Sorry for the lack of more academic writing this week. I am in a workshop all week and am getting in late every night. So I just don’t have the time for the article reviews this week, but definitely will be back with that next week!
This week, I am fascinated by the public teacher vs. private teacher relationship. I have had some very interesting experiences this week and in the past. There are so many varieties, as will all things, but there are certain attitudes between the two different teachers that need to be examined.
Before I jump into all of this in greater detail, let me say how much I love the private teachers in my area. I think that there is a great mutual respect in Northern Virginia between both and we are able to easily see the ways in which we help each other out. I also think that there are many private teachers in this area who genuinely love teaching and make huge difference.
This week, I have experienced an extremely negative attitude towards public music teachers within the workshop I am attending. And let me be clear that it is not the workshop team but the participants. In fact, the faculty members for the workshop have tried to address some of the hostility which I greatly appreciate.
During introductions yesterday, it was clear that there was a wide variety within our workshop of private teachers, public teachers, and professional violinists and violists. I was really excited about this combination and hoping that we could all learn from each other. Unfortunately, many of the private teachers at the very beginning of the workshop made mention of the “remediation” necessary with public school teaching. And I truly wish I could convey the tone with which this was spoken because I feel that the words don’t even come close to the accusation which was thrown at myself and my dear music educators. One of the participants even said “Well, I am, like many of you, in that, performance didn’t really work out for me, so now I’m teaching,” as she rolls her eyes…
I nearly said something right then and there but I stopped myself.

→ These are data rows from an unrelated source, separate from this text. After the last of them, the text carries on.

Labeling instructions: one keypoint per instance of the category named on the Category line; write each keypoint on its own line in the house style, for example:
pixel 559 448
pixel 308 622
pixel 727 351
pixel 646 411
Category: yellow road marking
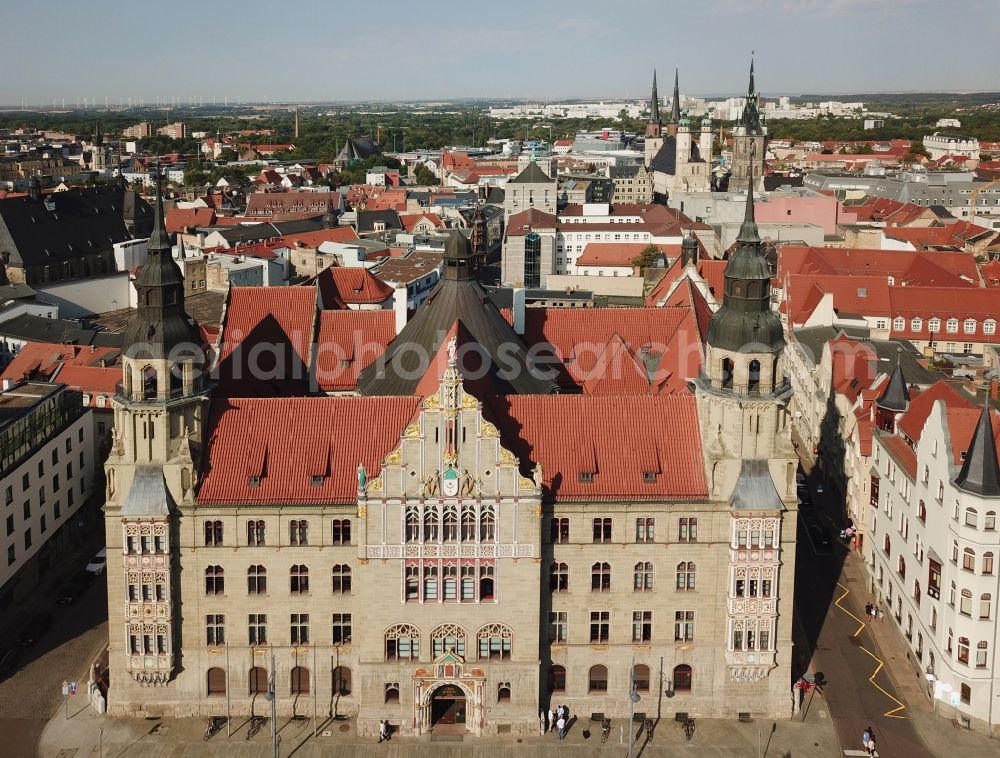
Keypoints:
pixel 894 712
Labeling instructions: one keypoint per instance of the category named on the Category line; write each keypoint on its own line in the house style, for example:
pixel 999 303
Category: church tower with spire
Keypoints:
pixel 749 142
pixel 654 129
pixel 742 395
pixel 151 471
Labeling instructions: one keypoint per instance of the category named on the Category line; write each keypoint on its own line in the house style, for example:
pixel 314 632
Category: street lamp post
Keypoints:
pixel 271 699
pixel 633 699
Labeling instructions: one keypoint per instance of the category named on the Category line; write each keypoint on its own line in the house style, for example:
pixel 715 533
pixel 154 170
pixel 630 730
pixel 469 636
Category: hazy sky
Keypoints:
pixel 408 49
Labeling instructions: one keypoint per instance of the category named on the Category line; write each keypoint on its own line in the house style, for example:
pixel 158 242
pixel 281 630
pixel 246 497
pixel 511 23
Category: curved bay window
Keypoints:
pixel 532 260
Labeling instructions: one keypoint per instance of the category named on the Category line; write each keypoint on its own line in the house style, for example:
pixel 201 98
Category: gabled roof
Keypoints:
pixel 532 174
pixel 349 341
pixel 980 473
pixel 341 287
pixel 619 440
pixel 286 442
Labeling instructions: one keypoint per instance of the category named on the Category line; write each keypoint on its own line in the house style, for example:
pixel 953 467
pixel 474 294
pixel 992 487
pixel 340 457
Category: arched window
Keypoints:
pixel 402 643
pixel 213 533
pixel 215 580
pixel 485 582
pixel 727 373
pixel 255 533
pixel 468 523
pixel 412 526
pixel 642 577
pixel 300 680
pixel 640 675
pixel 342 681
pixel 258 680
pixel 600 577
pixel 216 682
pixel 753 376
pixel 682 678
pixel 450 524
pixel 557 678
pixel 298 579
pixel 256 580
pixel 298 532
pixel 495 642
pixel 487 525
pixel 431 524
pixel 447 638
pixel 686 575
pixel 341 574
pixel 597 679
pixel 149 383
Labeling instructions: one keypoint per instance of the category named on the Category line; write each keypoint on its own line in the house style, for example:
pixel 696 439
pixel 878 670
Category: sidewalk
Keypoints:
pixel 82 735
pixel 943 736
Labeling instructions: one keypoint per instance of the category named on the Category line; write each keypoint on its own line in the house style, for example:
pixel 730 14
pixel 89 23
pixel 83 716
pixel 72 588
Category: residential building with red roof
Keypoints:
pixel 935 485
pixel 468 468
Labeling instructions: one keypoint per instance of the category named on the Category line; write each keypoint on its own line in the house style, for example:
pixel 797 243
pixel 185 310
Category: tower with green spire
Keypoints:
pixel 749 141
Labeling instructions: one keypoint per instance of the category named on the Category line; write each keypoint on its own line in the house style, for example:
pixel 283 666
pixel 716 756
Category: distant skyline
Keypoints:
pixel 328 50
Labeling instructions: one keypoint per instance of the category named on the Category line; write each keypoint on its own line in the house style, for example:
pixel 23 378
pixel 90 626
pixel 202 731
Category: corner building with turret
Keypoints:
pixel 422 520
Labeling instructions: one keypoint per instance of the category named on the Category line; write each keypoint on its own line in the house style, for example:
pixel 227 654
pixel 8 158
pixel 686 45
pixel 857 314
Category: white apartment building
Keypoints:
pixel 46 472
pixel 935 493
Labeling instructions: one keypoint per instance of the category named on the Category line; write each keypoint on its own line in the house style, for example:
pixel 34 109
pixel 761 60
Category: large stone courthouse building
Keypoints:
pixel 459 518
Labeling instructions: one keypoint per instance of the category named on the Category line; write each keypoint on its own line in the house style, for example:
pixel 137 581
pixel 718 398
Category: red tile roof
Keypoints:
pixel 341 287
pixel 179 219
pixel 349 340
pixel 619 253
pixel 615 438
pixel 288 441
pixel 277 316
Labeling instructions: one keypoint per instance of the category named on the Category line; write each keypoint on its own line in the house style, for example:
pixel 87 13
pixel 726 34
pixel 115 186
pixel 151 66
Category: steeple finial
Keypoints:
pixel 980 472
pixel 675 106
pixel 748 231
pixel 654 103
pixel 159 240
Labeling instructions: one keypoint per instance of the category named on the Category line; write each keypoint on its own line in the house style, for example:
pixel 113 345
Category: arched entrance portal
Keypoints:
pixel 448 706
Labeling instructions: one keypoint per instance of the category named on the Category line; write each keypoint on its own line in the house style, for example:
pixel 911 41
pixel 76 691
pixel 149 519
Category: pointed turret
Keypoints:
pixel 746 322
pixel 896 396
pixel 980 472
pixel 161 325
pixel 675 103
pixel 654 103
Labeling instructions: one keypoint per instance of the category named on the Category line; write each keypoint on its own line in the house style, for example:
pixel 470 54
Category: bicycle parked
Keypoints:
pixel 605 729
pixel 215 723
pixel 256 724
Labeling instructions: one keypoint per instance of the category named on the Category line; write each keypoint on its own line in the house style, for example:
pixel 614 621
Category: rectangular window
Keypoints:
pixel 602 530
pixel 687 529
pixel 215 629
pixel 642 626
pixel 600 625
pixel 257 623
pixel 683 626
pixel 557 626
pixel 341 623
pixel 645 530
pixel 300 628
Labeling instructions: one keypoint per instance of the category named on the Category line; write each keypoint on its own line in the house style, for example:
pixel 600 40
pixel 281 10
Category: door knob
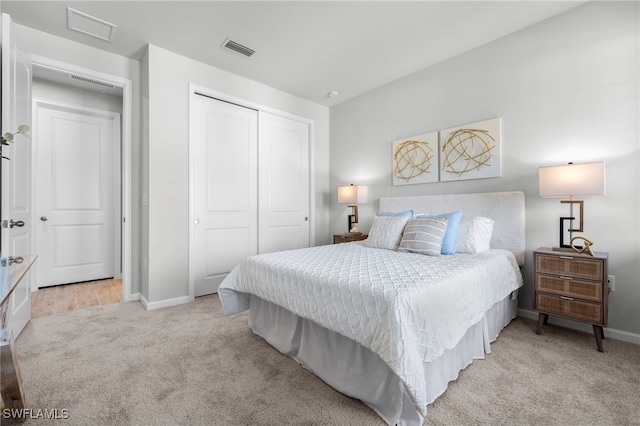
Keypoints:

But then…. Today, one of the teachers commented on the members of the American String Teachers Association (ASTA ❤ ) and how members range all the way from violin professors, to private teachers, all the way down to even public school teachers…. “All the way down to….” As if we are the bottom of the barrel, no further down than us… I was so grateful to our coordinator for speaking up for us at that moment! She immediately said, “Let’s not say down… We are grateful to have members across a wide variety.”
But seriously! I kept thinking in my mind that we should have a lesson within this workshop of how we can help one another. Because the relationship that I have with so many private teachers in this area is immensely beneficial to both of us. I teach hundreds of students and then I encourage all of them to take private lessons. Some will, most won’t, but I still encourage it. Then, my students take private lessons with these wonderful teachers in this area and they do become more refined players and they advance much faster with a private teacher. Then, they come back and rub off a little bit each time on my own students. It is really a beautiful process when there is respect between all parties.
Also, when I get together with my private teacher friends, we often share teaching techniques and learn so much from one another.
So… to sum up my rather whiny post… We must all be open to learning from one another, to experiencing that of a friend, and to welcoming new ideas. We must be aware of a negative attitude we might sometimes portray, for this negativity gives an impression of hostility and a mind trapped in a cage.